Sur les risques liés à la construction de nouvelles centrales et à l'extension des sites, les risques d'agression naturelle - subversion marine, réchauffement climatique, tornades, séismes... - doivent être pris en compte sur toute la durée de vie des projets, qui peut s'étendre sur un siècle. Il faut s'appuyer sur les prévisions du Groupe d'experts intergouvernemental sur l'évolution du climat (Giec), lesquelles peuvent du reste évoluer. En France, nous faisons un réexamen de sûreté tous les dix ans, et nous incluons les aléas climatiques, afin d'ajuster la sûreté par rapport aux risques extérieurs, y compris par rapport aux installations industrielles voisines. Lorsque nous avons fait cet exercice à Gravelines, par exemple, nous avons pris en compte les évolutions du terminal gazier situé à proximité, et nous avons prescrit des rehaussements de digue.
Dernier sujet : celui de l'anticipation et de la gestion du temps. Le parc nucléaire existant a été construit, à 75 %, dans les années 1980. En 2050, ces réacteurs auront donc 70 ans, soit plus que la durée de vie sur laquelle nous nous sommes prononcés, à savoir cinquante ans. Ainsi, au-delà du débat sur le nouveau nucléaire et sur le présent projet de loi, il faudra, l'année prochaine, s'interroger sur les mesures d'accompagnement permettant d'anticiper l'échéance de 2050 pour les réacteurs en service ; il faut le faire très en avance. Dans les années qui viennent, il faut mener une analyse de fond pour étudier la durée de vie du parc d'EDF, avec assez d'anticipation pour pouvoir ajuster, entre autres, le nombre de réacteurs à produire. Il faut lier les deux aspects ; on ne peut séparer les nouveaux réacteurs de la durée de vie des réacteurs en cours. En tant que président de l'ASN, je ne puis accepter que la poursuite de l'exploitation des réacteurs nucléaires soit la variable d'ajustement d'une politique énergétique mal calibrée.

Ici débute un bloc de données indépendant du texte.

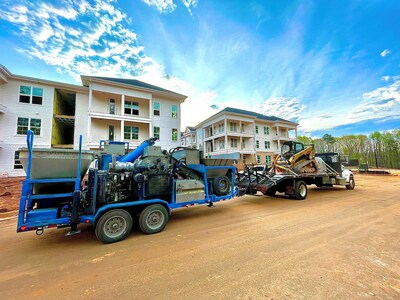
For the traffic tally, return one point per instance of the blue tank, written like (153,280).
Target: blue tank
(131,156)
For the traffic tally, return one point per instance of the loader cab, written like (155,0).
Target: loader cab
(290,148)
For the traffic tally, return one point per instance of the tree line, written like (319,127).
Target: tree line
(379,149)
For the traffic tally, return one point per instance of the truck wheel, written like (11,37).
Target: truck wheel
(270,192)
(352,183)
(113,226)
(300,190)
(153,218)
(221,185)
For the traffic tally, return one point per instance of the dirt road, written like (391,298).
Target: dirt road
(337,244)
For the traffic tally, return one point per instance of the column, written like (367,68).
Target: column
(122,104)
(226,134)
(151,111)
(279,137)
(122,130)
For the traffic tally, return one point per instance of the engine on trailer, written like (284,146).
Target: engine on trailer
(148,175)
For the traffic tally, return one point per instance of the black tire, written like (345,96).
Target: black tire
(352,183)
(270,192)
(221,185)
(113,226)
(300,190)
(153,219)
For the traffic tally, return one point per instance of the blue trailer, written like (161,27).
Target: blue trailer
(146,183)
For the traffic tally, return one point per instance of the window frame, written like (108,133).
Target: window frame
(174,112)
(157,135)
(29,126)
(174,134)
(131,107)
(17,161)
(112,106)
(31,95)
(234,143)
(155,109)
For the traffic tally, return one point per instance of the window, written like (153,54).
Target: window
(24,124)
(156,107)
(233,143)
(132,108)
(17,162)
(111,130)
(174,134)
(232,126)
(112,107)
(174,111)
(131,133)
(156,132)
(28,94)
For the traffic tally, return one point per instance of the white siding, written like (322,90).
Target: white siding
(97,117)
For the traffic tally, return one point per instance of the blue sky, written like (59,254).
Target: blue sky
(331,66)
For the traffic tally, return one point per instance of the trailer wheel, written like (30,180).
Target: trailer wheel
(352,183)
(270,192)
(300,190)
(221,185)
(153,218)
(113,226)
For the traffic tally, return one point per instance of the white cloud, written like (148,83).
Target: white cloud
(287,108)
(78,37)
(380,103)
(385,52)
(168,6)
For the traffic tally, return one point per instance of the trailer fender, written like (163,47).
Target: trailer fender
(127,206)
(347,174)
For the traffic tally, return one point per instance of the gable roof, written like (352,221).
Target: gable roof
(249,113)
(132,82)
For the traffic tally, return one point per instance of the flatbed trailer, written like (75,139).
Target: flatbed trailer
(146,184)
(101,206)
(292,184)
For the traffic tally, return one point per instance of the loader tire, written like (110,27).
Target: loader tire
(352,183)
(300,190)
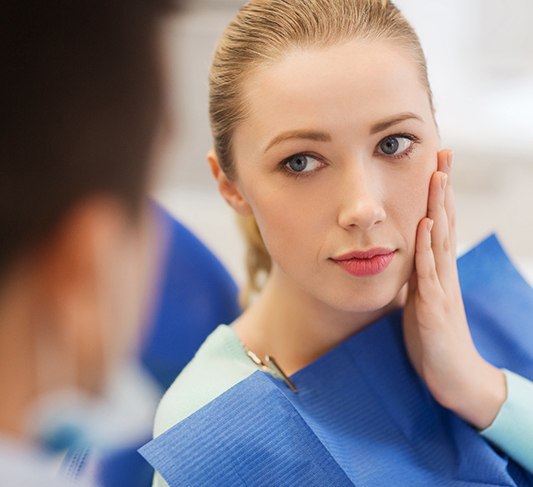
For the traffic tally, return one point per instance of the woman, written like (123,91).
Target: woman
(83,96)
(326,145)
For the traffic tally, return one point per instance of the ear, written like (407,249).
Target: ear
(228,188)
(73,266)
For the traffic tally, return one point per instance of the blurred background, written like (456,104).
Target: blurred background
(480,57)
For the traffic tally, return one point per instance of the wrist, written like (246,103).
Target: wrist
(482,395)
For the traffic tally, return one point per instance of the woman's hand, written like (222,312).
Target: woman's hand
(436,331)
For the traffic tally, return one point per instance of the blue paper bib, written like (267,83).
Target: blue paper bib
(361,415)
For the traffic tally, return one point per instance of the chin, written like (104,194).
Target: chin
(371,302)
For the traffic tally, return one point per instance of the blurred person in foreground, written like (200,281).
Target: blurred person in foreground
(83,123)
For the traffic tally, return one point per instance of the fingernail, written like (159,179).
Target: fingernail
(450,159)
(443,180)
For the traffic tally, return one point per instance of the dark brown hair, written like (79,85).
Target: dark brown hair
(82,99)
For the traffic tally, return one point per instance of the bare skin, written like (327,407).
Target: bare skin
(332,111)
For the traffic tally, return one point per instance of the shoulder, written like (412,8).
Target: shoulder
(220,363)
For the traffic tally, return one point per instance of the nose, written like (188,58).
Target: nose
(361,198)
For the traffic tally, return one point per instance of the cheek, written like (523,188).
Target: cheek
(289,221)
(410,197)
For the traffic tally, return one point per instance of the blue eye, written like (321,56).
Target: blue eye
(301,164)
(395,145)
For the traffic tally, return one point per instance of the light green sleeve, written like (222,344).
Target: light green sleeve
(219,364)
(512,430)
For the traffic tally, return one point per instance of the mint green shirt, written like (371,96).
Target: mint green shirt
(221,362)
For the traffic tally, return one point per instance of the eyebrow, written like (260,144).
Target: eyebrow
(394,120)
(299,134)
(325,137)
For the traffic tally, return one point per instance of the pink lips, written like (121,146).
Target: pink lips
(365,263)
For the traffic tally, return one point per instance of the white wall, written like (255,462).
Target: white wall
(480,56)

Je termine en évoquant la capacité industrielle à faire, facteur crucial pour respecter le calendrier. Il y a deux enjeux fondamentaux dans la filière. D'une part, il faut renforcer substantiellement l'attractivité de la filière pour recruter et conserver les compétences, dans tous les métiers et à tous les niveaux, des cols blancs aux cols bleus. On observe aujourd'hui un déficit important dans tous les métiers. Si les compétences ne sont pas disponibles au bon moment dans tous les métiers, quels que soient les textes, les projets ne pourront être mis en oeuvre. D'autre part, il faut reconstituer la capacité à faire au bon standard. Dans les constructions récentes, ce standard n'a pas été atteint. Pour l'ASN, la qualité et la rigueur de la conception, de la fabrication et du contrôle sont les premières barrières de sûreté. En parallèle se pose la question de la gestion et du pilotage des projets : avoir les compétences ne suffit pas, il faut aussi savoir les articuler et gérer les projets.